Got our bearded dragon less than 2 months and the uvb bulb has just died this morning. I thought the light was meant to last at least 6 months. Contacted the pet shop and they just said " sometimes theirs only last 2 weeks and anything could make them go" so I have not comeback and will just have to buy another one. Am I been fobbed off?


----------



## Spikebrit (Oct 23, 2006)

What type of UV are you Using?? UI assume it's a strip, if so what make and what percentage.

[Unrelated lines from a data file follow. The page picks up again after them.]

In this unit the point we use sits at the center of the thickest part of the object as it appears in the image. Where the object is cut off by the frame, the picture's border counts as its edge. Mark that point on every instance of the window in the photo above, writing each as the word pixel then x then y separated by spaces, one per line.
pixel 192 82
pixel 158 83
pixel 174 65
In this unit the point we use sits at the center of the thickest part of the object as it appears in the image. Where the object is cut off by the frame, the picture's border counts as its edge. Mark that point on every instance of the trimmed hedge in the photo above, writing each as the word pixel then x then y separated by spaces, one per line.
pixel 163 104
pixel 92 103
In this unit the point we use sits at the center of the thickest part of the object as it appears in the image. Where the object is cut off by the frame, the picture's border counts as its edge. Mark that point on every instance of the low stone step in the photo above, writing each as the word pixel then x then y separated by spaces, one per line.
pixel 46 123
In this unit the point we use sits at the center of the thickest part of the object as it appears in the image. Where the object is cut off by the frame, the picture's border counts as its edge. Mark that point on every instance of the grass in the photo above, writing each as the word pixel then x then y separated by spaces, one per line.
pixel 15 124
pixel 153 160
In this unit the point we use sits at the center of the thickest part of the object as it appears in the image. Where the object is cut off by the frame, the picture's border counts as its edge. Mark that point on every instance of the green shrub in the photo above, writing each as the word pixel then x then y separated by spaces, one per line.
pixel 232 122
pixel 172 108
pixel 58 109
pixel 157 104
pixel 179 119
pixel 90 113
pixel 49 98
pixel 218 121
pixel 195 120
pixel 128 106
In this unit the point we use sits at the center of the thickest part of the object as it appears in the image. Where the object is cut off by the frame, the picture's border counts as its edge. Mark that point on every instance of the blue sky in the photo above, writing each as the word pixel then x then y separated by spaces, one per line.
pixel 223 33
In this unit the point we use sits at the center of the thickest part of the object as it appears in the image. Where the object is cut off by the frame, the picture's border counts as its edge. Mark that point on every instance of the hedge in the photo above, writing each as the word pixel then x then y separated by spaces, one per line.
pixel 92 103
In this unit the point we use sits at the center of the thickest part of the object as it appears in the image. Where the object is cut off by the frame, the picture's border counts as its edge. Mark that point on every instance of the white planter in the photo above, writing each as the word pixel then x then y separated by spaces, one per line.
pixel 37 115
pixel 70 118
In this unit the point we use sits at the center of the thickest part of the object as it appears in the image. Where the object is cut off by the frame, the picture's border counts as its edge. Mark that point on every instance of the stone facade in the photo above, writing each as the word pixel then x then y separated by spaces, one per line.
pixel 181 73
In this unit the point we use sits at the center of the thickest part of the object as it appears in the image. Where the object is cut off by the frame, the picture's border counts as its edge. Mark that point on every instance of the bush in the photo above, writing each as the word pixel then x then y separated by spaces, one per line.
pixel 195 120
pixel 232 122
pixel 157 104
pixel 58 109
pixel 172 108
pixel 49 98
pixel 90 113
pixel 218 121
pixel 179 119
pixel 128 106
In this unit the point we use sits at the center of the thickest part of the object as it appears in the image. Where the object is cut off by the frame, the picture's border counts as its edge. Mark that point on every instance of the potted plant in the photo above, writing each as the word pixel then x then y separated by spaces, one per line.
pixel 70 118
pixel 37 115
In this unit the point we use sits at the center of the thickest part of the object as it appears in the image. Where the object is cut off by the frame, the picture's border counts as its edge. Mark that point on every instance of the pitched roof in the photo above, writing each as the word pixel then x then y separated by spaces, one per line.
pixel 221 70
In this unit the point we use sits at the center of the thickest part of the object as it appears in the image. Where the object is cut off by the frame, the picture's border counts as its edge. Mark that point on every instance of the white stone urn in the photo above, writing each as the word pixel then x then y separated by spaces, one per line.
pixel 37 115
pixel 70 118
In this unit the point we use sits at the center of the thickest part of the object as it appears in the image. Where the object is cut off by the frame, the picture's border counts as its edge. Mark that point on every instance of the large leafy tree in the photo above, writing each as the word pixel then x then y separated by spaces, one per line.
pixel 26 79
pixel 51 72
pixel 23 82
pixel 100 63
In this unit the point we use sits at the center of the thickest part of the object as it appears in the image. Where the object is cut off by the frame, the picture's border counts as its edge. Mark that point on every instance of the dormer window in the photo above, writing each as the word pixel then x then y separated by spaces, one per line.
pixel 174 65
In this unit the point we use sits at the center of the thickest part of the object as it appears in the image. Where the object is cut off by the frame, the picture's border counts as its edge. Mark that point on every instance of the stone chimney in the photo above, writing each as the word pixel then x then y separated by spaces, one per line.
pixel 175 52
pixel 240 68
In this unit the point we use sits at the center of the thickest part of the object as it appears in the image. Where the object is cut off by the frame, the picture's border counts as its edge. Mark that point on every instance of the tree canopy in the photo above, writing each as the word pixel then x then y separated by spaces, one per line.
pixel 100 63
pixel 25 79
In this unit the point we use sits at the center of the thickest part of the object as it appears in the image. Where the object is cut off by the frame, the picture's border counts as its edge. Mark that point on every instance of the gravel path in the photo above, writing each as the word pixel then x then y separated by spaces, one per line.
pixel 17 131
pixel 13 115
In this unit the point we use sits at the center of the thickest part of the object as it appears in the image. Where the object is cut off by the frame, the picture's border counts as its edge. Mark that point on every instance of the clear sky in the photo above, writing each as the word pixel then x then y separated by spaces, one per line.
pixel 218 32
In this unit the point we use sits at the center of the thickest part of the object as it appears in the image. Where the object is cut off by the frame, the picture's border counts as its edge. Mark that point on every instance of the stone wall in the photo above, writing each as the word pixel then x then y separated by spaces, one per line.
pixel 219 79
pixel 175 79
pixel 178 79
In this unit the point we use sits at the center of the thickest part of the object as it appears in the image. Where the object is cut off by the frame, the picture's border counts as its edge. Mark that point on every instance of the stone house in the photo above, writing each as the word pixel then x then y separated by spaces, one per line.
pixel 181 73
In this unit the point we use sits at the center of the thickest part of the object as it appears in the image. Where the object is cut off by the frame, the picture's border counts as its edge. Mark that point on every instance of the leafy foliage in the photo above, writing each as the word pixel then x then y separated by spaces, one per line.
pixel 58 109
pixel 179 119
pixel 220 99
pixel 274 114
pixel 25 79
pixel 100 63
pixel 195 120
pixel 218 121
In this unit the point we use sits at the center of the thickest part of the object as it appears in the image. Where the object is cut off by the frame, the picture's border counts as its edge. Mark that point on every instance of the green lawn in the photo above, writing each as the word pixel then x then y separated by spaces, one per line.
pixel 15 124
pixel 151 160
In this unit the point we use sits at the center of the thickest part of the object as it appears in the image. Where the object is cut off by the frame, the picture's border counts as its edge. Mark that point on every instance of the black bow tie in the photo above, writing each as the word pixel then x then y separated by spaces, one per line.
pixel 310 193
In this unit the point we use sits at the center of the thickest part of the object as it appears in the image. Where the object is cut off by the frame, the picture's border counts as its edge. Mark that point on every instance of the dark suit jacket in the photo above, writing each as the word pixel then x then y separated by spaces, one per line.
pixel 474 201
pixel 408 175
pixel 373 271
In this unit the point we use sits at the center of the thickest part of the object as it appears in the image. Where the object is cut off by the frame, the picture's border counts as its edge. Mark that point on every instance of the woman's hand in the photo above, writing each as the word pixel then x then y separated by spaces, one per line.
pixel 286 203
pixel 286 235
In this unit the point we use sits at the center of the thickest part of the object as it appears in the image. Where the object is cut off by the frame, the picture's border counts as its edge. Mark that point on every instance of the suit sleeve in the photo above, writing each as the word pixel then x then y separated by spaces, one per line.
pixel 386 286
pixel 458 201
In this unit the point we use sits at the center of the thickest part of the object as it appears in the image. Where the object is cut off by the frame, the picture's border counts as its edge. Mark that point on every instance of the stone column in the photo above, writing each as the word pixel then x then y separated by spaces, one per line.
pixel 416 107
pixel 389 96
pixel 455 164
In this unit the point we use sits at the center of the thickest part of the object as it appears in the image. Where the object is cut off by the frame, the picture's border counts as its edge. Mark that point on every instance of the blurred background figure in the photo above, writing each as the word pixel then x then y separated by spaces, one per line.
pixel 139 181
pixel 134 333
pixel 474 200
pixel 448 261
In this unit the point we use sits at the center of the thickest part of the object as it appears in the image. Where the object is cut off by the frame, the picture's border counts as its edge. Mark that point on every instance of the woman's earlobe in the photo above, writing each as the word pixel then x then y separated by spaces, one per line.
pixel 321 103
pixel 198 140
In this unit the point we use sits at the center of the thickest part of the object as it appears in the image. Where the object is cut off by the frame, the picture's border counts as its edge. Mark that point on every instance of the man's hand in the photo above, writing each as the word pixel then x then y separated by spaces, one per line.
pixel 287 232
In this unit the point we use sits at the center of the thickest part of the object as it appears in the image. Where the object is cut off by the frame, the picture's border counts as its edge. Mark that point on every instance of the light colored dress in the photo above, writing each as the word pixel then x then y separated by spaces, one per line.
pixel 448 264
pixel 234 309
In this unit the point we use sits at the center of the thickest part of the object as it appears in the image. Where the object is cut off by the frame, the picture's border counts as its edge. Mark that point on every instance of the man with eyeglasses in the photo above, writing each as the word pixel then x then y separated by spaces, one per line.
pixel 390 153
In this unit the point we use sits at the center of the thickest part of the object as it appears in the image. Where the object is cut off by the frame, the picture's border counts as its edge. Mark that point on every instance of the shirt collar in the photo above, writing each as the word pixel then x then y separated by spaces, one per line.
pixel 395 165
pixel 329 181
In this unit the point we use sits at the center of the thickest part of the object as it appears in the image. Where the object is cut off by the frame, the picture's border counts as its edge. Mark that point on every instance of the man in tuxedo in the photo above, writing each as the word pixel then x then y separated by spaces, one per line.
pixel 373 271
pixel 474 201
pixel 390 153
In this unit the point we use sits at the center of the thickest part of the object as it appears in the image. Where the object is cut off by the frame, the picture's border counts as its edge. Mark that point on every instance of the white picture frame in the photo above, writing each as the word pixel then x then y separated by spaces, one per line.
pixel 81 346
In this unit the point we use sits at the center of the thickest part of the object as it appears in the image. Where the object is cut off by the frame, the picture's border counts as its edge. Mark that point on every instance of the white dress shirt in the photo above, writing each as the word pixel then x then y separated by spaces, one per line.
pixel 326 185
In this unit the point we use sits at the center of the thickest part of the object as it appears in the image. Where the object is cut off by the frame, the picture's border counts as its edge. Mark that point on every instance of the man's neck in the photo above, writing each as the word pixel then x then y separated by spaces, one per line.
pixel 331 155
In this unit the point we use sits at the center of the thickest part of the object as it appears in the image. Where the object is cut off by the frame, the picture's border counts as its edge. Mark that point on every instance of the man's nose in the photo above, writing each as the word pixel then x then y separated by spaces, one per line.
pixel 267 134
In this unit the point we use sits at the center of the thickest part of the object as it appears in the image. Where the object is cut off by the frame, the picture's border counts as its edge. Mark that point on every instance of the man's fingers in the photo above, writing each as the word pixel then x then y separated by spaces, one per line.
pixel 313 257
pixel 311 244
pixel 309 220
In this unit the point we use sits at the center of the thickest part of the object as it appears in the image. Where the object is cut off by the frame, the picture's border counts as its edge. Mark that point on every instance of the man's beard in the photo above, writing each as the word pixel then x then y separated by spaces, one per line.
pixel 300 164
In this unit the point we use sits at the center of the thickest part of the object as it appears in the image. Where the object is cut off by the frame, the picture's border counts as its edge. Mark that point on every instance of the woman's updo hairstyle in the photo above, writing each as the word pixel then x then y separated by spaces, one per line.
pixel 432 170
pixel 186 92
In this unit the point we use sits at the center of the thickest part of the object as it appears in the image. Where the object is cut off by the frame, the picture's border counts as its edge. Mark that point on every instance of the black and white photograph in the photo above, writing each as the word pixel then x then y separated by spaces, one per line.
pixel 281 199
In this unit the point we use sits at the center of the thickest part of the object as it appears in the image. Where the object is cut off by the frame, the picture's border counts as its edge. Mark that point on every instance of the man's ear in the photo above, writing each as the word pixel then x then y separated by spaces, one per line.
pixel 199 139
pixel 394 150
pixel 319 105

You could always buy a new one online, it's often alot cheaper. 

Jay


----------



## 54druids (Jul 30, 2010)

Not sure bought the whole package from my local pet shop. If I bought on line it would mean that the beardy would be without heat until it came. How long can it be without heat?


----------



## thething84 (Apr 26, 2010)

from uvb and heat i am assuming its one of the all in one bulbs. Or is it a strip bulb. if its a strip bulb he can go for a few days or so without uv. shorter time the better really


----------



## 54druids (Jul 30, 2010)

sorry meant the bulb from the heat lamp - can he last without it for a few days until i order a new one or am i better to just get it from the pet shop today


----------



## Graham (Jan 27, 2007)

When you read that a flourescent UVB lasts 6 months, what is meant is that it emits useful levels of UVB for around 6 months, after which it needs changing for a new one regardless of whether or not it still lights up. 

A UVB can "work" for many years, however after 6 months it will only be emitting visible light and trace levels of UVB, too low to be of any benefit to your animals.

However some stop working sooner than that, as with any lightbulb they can and do go wrong.


----------



## thething84 (Apr 26, 2010)

ok so your uvb bulb is working, and your heatlamp has blown. what sorta heat lamp is it? if its a normal reflector spot bulb, the cheap ones work just aswell as the expensive specific reptile ones


----------